With the presidential debates wrapped up, chairmen of both major political parties in Blair County are feeling good about their candidates' chances, and Penn State Altoona students have mixed opinions on debates helping Americans make a decision.
President Barack Obama and former Gov. Mitt Romney faced off Monday in a third and final debate before the Nov. 6 election. The debate slated to focus on foreign policy took place at Lynn University in Boca Raton, Fla.
"I am increasingly confident Mitt Romney is going to win this election," Blair County Republican Chairman A.C. Stickel said when contacted during the debate.
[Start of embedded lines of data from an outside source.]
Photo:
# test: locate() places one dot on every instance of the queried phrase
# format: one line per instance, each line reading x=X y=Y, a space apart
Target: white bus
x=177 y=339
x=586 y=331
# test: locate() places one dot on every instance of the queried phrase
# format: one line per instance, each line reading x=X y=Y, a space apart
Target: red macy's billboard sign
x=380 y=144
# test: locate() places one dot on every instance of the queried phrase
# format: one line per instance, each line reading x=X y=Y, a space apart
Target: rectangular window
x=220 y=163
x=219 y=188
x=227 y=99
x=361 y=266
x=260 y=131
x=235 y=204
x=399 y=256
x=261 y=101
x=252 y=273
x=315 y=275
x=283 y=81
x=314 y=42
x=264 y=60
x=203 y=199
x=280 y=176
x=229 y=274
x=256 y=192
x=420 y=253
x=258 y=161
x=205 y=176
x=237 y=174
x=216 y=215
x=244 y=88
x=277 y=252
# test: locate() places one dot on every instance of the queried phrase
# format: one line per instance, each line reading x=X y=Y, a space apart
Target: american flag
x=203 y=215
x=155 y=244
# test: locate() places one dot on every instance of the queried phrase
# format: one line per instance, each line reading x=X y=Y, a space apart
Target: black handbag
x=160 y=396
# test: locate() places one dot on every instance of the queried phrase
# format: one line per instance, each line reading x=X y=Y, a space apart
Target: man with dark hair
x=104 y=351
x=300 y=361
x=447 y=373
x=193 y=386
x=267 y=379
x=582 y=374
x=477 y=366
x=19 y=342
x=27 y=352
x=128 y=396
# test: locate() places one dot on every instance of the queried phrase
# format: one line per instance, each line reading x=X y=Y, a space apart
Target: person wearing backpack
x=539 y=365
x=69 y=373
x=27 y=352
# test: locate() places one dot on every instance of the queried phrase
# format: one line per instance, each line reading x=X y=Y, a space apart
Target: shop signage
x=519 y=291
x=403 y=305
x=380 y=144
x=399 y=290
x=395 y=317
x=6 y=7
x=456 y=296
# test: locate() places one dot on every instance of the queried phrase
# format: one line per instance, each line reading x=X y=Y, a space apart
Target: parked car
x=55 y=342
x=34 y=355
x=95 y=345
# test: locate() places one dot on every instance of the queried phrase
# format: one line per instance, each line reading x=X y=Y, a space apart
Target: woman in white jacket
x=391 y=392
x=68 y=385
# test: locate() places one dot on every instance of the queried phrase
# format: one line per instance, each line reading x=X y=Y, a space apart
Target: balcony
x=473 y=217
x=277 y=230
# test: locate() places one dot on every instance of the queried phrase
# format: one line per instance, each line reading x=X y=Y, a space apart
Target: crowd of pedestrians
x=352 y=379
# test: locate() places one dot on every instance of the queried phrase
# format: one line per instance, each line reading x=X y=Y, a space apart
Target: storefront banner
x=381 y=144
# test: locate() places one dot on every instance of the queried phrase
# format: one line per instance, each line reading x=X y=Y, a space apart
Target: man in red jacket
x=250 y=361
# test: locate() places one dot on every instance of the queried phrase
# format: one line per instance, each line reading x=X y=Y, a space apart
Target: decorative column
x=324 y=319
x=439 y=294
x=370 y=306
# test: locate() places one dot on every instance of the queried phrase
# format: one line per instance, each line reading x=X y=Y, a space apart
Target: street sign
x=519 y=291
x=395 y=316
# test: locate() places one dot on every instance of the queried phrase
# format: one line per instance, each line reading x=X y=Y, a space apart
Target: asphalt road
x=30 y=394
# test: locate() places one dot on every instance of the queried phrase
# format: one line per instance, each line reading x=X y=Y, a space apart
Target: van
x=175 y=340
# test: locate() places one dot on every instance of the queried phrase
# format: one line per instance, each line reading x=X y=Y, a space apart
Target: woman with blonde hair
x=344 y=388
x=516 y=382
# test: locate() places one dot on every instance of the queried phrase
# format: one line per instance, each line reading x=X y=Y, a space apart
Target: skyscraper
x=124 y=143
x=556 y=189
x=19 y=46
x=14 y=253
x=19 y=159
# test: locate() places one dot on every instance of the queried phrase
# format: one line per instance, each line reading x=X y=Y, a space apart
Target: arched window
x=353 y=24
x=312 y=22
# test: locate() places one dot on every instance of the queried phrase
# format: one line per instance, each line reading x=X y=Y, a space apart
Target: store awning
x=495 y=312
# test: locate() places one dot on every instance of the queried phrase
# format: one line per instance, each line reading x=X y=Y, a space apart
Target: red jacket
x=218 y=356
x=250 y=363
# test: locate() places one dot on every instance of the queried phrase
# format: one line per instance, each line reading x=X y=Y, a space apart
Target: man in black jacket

Stickel believes Romney will win Pennsylvania. Obama talks about a plan, but he has had four years in office without accomplishing "many things" he said he would four years ago, Stickel said.
Obama's record contradicts his future plans, he said.
Blair County Democratic Chairman Frank Rosenhoover said the president still has an advantage.
The trickle-down effect will not develop any jobs of consequence, he said. Obama has created 5.2 million in his first four years in office.
"The bottom line is I think the president will prevail," Rosenhoover said.
About 15 Penn State Altoona students gathered to watch the debate inside the Hawthorn Building on campus.
Sophomore Bill Lane, 19, who couldn't watch the debate until later, said the debates are helpful in aiding the American people in their voting decision.
"Without the debates, people would be clueless who to vote for," Lane, who plans to vote for Romney, said.
Senior Justin Girven, who is a political science major and president of Penn State Altoona's Political Science Club, wasn't so sure the debates matter as much to informed voters.
People believe they make a difference, but whether they really do is hard for him to decide personally, he said.
"There's a lot of overstatement by the media in how important the debates are," he said.
He has a hard time recognizing the debates as being as significant as the pundits on CNN make them out to be for the election cycle, he said. Even so, he still favors making them available for people to watch.
For undecided voters, the debates are more helpful, but for people who have chosen a "camp," the debates are "two talking heads going at it," he said.
Girven declined to say who would get his vote.
Sophomore Don Warner, 19, who plans to vote for Obama, said what he took away from the debates was the two candidates' leadership styles and the differences in their ideals for the country's future.
Senior Kimie Snively, 23, a history major, said it is the informed voter who can gain from the debates because they can tell when a candidate is flip-flopping in an effort to attract an undecided voter.